Variability of the Tsushima Warm Current during the Pleistocene and its relationship with the evolution of the East Asian Monsoon. Preliminary results from IODP Expedition 346 (Sites U1427 and U1428/29) based on benthic ostracod assemblages.
Abstract:The semi-enclosed marginal sea bordered by the Eurasian continent, the Korean peninsula and the Japanese Islands has an average depth of 1350 m and is connected with other marginal seas in the region by shallow and narrow straits. At present, the Tsushima Warm Current (TWC), a branch of the Kuroshio Current, is the only warm current flowing into the marginal sea west of Japan. The TWC carries both subtropical water originating from the North Pacific and fresher runoff water derived from East China Sea continental shelf. The northerly flow of the TWC through the shallow Tsushima Straits is ultimately controlled by relative sea level variations over time.

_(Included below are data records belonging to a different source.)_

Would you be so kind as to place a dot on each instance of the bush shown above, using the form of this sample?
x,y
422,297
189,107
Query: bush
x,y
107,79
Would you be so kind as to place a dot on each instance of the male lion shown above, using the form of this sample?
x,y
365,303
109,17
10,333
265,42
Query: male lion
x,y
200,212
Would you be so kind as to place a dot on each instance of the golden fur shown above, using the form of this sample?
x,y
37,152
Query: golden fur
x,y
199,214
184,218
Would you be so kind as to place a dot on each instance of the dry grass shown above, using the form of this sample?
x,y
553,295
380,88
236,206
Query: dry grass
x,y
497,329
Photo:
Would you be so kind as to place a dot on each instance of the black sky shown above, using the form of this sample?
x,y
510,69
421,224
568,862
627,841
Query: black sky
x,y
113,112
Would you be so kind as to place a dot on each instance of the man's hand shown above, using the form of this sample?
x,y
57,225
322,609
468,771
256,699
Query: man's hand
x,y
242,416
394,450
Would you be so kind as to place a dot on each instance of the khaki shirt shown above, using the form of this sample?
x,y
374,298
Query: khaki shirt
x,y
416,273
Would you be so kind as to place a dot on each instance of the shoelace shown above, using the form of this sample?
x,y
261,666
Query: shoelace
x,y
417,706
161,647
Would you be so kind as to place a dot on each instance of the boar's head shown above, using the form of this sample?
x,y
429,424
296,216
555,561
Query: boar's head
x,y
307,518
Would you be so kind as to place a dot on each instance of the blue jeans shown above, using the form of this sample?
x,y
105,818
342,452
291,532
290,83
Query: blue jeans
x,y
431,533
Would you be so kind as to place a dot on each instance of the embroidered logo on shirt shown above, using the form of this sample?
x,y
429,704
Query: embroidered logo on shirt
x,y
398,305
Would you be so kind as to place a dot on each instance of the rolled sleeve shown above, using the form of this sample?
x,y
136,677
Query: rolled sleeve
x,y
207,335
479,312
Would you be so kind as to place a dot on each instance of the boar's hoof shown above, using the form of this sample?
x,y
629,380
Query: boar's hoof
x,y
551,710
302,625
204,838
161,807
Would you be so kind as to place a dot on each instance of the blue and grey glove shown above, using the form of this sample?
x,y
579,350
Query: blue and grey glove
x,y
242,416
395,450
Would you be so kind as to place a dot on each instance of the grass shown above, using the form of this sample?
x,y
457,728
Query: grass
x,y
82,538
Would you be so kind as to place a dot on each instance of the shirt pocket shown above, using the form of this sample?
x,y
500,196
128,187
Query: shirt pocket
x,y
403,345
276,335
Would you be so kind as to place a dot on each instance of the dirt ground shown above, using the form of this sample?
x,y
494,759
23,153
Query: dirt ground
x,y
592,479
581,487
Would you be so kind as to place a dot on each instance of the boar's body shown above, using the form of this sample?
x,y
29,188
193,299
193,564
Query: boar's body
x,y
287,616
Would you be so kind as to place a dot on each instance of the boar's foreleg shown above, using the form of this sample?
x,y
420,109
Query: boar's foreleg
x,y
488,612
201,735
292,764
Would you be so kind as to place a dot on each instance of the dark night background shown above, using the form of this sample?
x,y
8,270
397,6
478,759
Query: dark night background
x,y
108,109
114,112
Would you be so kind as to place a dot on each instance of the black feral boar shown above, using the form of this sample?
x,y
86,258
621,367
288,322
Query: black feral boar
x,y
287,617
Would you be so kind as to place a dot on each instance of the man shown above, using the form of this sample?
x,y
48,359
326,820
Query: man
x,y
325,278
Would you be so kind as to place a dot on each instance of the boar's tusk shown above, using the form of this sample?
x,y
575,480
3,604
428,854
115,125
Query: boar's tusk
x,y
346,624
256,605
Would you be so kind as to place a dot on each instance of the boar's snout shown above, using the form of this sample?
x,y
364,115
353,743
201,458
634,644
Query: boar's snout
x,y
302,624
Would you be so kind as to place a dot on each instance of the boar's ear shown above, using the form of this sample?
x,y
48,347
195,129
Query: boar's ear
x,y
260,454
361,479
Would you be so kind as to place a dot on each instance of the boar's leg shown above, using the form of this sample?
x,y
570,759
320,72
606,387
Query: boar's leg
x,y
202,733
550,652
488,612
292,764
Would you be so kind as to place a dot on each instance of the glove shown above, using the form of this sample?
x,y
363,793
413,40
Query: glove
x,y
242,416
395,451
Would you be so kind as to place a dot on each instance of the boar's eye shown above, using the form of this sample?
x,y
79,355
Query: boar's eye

IODP Expedition 346 Sites U1427 and U1428/29 are ideally located to record changes in (i) the intensity of the influx of the TWC, and (ii) the intermediate ventilation of the marginal sea over the last million years. The Japan Sea Intermediate Water (JSIW) corresponds to a vertical salinity minimum, found below the TWC, between 200 and 400-500 m water depth. The JSIW shows a relatively high oxygen concentration, related to the deep water convection in winter and linked to fresh water supply during winter monsoon intervals. Based on recent observations, it is thought during glacial and interglacial conditions, and millennial scale climate cycles the intensity of deep and intermediate water currents varied but the mechanisms of such variations are not fully known.
Microfossil faunal proxies can be used for tracking bottom environmental conditions related to variability of the bottom water circulation intensity. Here, we present preliminary results obtained using ostracods (benthic microcrustaceans) that are abundant in the sedimentary sequences recovered at Sites U1427 and U1428/29, and are known to react sensitively to changes in water masses physico-chemical parameters. In particular, the variability of the genus Krithe through time is correlated with the sortable silt (carbonate-free, 10–63 µm sediment size distribution) to infer current speed and bottom water ventilation.